Good morning, Can you 'fountains of knowledge' advise about dentists ( for an over 60, can't believe I am as I write that!!) and vets for my 2 Springer Spaniels around Paphos area please. I noticed on my last visit there is a vet on the road leading up to Konia. We shall be over in Paphos for a weeks holiday a week today, can't wait.!!lane:

Regards, Geraldine.


----------



## Veronica (Apr 5, 2008)

Geraldine said:


> Good morning, Can you 'fountains of knowledge' advise about dentists ( for an over 60, can't believe I am as I write that!!) and vets for my 2 Springer Spaniels around Paphos area please. I noticed on my last visit there is a vet on the road leading up to Konia. We shall be over in Paphos for a weeks holiday a week today, can't wait.!!lane:
> 
> Regards, Geraldine.


Hi Geraldine,

Yes there is a vets in Konia, on the main road leading up to Armou.
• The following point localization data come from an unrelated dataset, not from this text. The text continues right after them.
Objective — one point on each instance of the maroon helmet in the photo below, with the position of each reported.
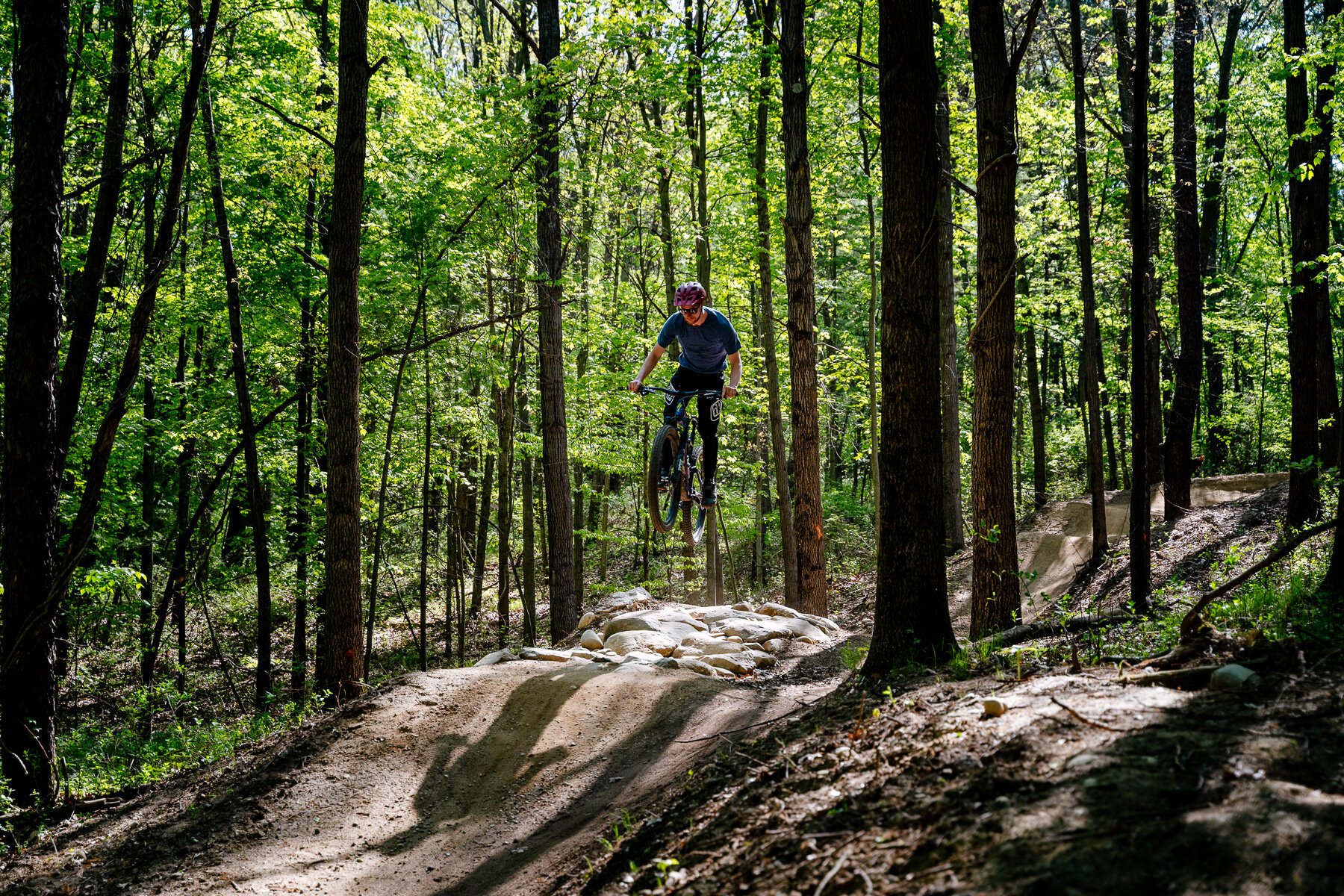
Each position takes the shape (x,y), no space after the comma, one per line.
(690,296)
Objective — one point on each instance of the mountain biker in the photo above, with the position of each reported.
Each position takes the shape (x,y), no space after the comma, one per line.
(707,341)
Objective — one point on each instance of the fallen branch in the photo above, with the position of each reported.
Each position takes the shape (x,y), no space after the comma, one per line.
(1023,633)
(1191,623)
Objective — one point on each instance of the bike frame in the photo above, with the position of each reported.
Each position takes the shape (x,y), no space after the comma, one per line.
(687,426)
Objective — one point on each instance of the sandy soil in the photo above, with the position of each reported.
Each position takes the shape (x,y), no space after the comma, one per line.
(461,781)
(1057,543)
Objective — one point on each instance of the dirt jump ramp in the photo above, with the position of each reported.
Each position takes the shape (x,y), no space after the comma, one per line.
(1055,546)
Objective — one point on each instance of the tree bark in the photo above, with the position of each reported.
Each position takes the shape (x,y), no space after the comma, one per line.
(1140,280)
(556,450)
(996,594)
(764,16)
(1189,293)
(803,337)
(910,615)
(343,664)
(1210,215)
(255,492)
(1308,243)
(1092,331)
(953,523)
(87,285)
(33,337)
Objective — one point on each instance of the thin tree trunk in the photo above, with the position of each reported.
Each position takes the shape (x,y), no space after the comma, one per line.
(33,339)
(381,523)
(910,617)
(1216,144)
(1189,293)
(302,519)
(1038,417)
(1092,331)
(255,491)
(953,523)
(779,452)
(87,285)
(803,336)
(343,664)
(556,452)
(1308,235)
(996,593)
(1140,280)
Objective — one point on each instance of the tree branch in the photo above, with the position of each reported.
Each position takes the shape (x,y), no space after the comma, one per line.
(1026,38)
(517,30)
(295,124)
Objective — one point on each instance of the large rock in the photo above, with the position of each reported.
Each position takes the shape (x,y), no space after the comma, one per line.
(675,623)
(761,659)
(624,642)
(737,664)
(544,653)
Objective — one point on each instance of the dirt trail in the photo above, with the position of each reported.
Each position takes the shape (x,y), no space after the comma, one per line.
(1058,541)
(460,781)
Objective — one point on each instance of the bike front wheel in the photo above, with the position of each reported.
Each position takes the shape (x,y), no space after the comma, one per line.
(694,512)
(663,484)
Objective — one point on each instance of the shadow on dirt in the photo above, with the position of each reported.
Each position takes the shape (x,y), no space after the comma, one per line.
(1210,798)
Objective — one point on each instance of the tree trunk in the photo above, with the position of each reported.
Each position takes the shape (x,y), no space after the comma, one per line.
(1308,242)
(1038,417)
(765,282)
(556,450)
(381,521)
(996,593)
(529,532)
(803,337)
(1216,144)
(1327,391)
(304,428)
(1140,284)
(87,285)
(344,662)
(910,615)
(953,523)
(33,339)
(1189,293)
(1092,331)
(255,492)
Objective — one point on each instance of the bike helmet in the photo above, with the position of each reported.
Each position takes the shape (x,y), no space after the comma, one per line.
(690,296)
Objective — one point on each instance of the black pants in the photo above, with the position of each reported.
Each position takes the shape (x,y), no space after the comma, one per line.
(707,410)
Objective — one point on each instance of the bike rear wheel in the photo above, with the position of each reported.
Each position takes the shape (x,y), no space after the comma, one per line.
(663,497)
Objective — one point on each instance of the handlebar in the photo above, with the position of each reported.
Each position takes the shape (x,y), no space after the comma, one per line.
(650,390)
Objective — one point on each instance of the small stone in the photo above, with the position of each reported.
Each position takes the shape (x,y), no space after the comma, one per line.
(737,665)
(544,653)
(1233,677)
We live just up the road from it.
There is also a very good vet on the Mesogi/Polis road up on the right hand side before you turn off to Mesogi.
As for dentists it depends where you are going to be living.
If you are going to be on the Western side of paphos, ie. Chloraka, Emba etc there is an excellent dentist in Chloraka, if y ou are going to be on the Eastern side the dentist we now use is a really nice guy who trained in Greece and Sheffield. I can give you detaisl of exactly where both of these dentists are.
By the way we must get together for a coffeee when you come over and talk about those places in Yorkshire that we both know so well.


----------



## Cleo Shahateet (Feb 23, 2009)

I have heard good things about the vet on the way up to Armou. My mother-in-law takes her two dogs there and is very happy with him. Can't recommend a dentist though, even though I have been to a few :-(


----------



## Veronica (Apr 5, 2008)

Cleo Shahateet said:


> I have heard good things about the vet on the way up to Armou. My mother-in-law takes her two dogs there and is very happy with him. Can't recommend a dentist though, even though I have been to a few :-(


Try Phillipos Lambrianou.
Hes the one we use now since we moved to this side of paphos. Really nice guy and he's saved two of my crowns that I thought were goners. Phew, I dont want to end up with dentures.


----------



## Geraldine (Jan 3, 2009)

Veronica said:


> Try Phillipos Lambrianou.
> Hes the one we use now since we moved to this side of paphos. Really nice guy and he's saved two of my crowns that I thought were goners. Phew, I dont want to end up with dentures.


Thanks for the replies.:clap2:

Geraldine:


----------